Science is only truly consistent with an atheistic worldview with regards to the claimed miracles of the gods of Judaism, Christianity and Islam. Moreover, the true believers in each of these faiths are atheists regarding the specific sacred tenets of all other faiths. Christianity rejects the proposition that the Quran contains the infallible words of the creator of the universe. Muslims and Jews reject the divinity of Jesus.

So while scientific rationality does not require atheism, it is by no means irrational to use it as the basis for arguing against the existence of God, and thus to conclude that claimed miracles like the virgin birth are incompatible with our scientific understanding of nature.

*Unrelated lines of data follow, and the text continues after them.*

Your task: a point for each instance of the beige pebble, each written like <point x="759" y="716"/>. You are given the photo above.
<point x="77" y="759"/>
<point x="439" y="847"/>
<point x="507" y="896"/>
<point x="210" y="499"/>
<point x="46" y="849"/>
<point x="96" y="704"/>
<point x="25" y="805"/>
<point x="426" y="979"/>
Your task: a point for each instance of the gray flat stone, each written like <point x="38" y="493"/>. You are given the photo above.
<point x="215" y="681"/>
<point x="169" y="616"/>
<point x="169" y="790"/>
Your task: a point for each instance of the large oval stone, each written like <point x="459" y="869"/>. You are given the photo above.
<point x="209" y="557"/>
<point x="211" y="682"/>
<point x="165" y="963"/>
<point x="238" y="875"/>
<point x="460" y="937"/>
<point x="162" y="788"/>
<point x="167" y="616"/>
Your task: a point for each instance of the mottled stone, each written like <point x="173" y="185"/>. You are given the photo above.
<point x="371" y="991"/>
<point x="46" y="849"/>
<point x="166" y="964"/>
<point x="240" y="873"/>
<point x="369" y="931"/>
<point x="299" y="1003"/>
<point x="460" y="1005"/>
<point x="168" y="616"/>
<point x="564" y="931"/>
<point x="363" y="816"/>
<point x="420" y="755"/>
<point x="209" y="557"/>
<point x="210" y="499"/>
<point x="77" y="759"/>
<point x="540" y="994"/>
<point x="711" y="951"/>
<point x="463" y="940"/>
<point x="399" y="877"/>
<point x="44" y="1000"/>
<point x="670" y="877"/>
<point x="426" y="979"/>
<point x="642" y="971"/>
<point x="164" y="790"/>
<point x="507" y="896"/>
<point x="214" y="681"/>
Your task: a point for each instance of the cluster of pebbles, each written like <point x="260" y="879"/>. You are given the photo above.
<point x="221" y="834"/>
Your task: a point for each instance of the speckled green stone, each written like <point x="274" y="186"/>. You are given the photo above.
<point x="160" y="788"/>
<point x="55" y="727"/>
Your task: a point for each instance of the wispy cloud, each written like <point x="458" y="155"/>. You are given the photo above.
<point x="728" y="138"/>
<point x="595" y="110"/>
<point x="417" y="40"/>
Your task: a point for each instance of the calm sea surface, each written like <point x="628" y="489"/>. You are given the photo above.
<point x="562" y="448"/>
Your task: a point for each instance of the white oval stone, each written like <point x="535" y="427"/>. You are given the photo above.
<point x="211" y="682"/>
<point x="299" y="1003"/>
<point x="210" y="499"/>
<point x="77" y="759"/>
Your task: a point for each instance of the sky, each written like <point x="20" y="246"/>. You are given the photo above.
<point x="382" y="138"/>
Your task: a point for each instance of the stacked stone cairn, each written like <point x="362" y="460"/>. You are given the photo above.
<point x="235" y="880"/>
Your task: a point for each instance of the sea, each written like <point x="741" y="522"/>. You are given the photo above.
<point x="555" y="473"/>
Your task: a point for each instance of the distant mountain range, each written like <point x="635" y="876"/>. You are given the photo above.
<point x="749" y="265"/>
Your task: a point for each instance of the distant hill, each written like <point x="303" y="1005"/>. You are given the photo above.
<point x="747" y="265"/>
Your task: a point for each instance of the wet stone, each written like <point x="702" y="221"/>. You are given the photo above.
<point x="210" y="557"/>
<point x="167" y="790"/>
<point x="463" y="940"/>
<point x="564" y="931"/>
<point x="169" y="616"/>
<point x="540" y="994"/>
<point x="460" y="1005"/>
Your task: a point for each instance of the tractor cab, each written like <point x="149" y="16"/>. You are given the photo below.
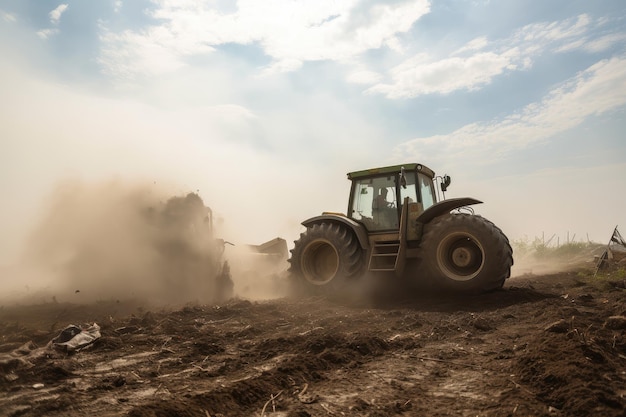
<point x="377" y="195"/>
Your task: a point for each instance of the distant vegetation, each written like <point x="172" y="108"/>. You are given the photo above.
<point x="540" y="249"/>
<point x="582" y="257"/>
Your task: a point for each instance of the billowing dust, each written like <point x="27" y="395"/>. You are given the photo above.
<point x="118" y="241"/>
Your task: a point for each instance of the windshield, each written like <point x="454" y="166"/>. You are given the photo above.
<point x="375" y="201"/>
<point x="427" y="191"/>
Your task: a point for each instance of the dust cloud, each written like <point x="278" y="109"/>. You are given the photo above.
<point x="116" y="240"/>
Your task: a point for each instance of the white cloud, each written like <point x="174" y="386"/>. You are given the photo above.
<point x="289" y="32"/>
<point x="446" y="75"/>
<point x="605" y="42"/>
<point x="7" y="17"/>
<point x="55" y="15"/>
<point x="46" y="33"/>
<point x="472" y="66"/>
<point x="363" y="77"/>
<point x="599" y="89"/>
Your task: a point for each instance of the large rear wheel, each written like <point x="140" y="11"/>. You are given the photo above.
<point x="465" y="253"/>
<point x="325" y="259"/>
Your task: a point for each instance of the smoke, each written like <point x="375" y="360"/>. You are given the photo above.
<point x="114" y="240"/>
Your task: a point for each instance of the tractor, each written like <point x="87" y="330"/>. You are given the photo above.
<point x="399" y="224"/>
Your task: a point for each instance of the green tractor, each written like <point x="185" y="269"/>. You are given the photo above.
<point x="397" y="224"/>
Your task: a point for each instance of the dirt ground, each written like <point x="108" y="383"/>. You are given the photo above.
<point x="552" y="345"/>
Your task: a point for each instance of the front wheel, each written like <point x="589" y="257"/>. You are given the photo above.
<point x="466" y="253"/>
<point x="325" y="258"/>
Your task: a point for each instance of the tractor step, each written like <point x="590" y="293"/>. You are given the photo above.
<point x="384" y="256"/>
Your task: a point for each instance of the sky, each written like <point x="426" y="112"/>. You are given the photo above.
<point x="263" y="107"/>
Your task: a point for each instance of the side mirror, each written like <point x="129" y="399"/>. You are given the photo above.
<point x="445" y="183"/>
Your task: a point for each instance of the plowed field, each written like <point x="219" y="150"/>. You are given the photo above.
<point x="552" y="345"/>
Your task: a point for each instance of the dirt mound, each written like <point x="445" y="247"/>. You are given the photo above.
<point x="544" y="345"/>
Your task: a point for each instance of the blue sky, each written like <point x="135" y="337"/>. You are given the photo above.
<point x="264" y="106"/>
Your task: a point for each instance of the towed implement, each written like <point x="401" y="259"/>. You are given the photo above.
<point x="397" y="224"/>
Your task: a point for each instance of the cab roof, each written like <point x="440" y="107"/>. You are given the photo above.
<point x="392" y="169"/>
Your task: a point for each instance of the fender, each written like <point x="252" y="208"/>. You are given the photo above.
<point x="444" y="207"/>
<point x="358" y="228"/>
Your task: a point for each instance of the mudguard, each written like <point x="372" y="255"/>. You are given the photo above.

Finally, it is worth pointing out that these issues are not purely academic. The current crisis in Iran has laid bare the striking inconsistency between a world built on reason and a world built on religious dogma.

Perhaps the most important contribution an honest assessment of the incompatibility between science and religious doctrine can provide is to make it starkly clear that in human affairs -- as well as in the rest of the physical world -- reason is the better guide.


I really don't understand why anyone bothers defending religion. It claims to have a valid epistemology. Well, ok, show us. What supernaturalistic claim does any religion have that's been verified to be true? We've been waiting for several millennia now. Face it. Religion has tons of supernatural claims. None have been found or is known to be true It has tons of empirical claims too (and it even claims to have a real epistemology) and a good number have already been disconfirmed (eg. the earth is not--as some sacred texts claim--flat, the age of the earth is way more than ten millennia, there is just no evidence for any worldwide deluge, evolution is the origin of species not some mythic anthropomorphic militaristic macho prick as claimed by a tribe in the Bronze Age, ....)

Provide us a means by which we can find out whether religious epistemology actually works. For instance offer a procedure by which revelation can be shown to be a valid way of knowing. And show that revelation (whereby a "truth" or idea is placed in someone's head by a supposed supernatural entity) actually is a revelation from a supernatural entity and not just natural firing of neurons. Show that whatever "truth" is supposedly uttered by this prophet is not true simply due to coincidence or was arrived at by other ways of knowing.

In contrast, science has demonstrated again and again and again over hundreds of years that its epistemology does work and does provide us reliable knowledge. If you've ever used a computer and know of the things called airplane and antibiotic and seen those stunning Hubble deep space photographs then you would be a freaking idiot to claim that science doesn't work.

Epistemic progess is of course a barometer of the validity of the epistemology that any discipline flaunts. So which domain has had epistemic progress? Yes that's a no-brainer. Which religion has had any epistemic progress vis-a-vis supposed supernatural "truths"? If this were a contest (and I think it is!) religion should've been booed out of the stadium eons ago.

Now tell me which of the two is arrogant: Science which lets reality be the ultimate arbiter as to which explanations, hypotheses, theories are true, or religion which rides roughshod over reality whenever any of its doctrines/dogmas are contradicted by reality?

Yes, I am so uber frustrated over the fact that even educated adults keep getting duped into clinging to superstitions in sheep's clothing.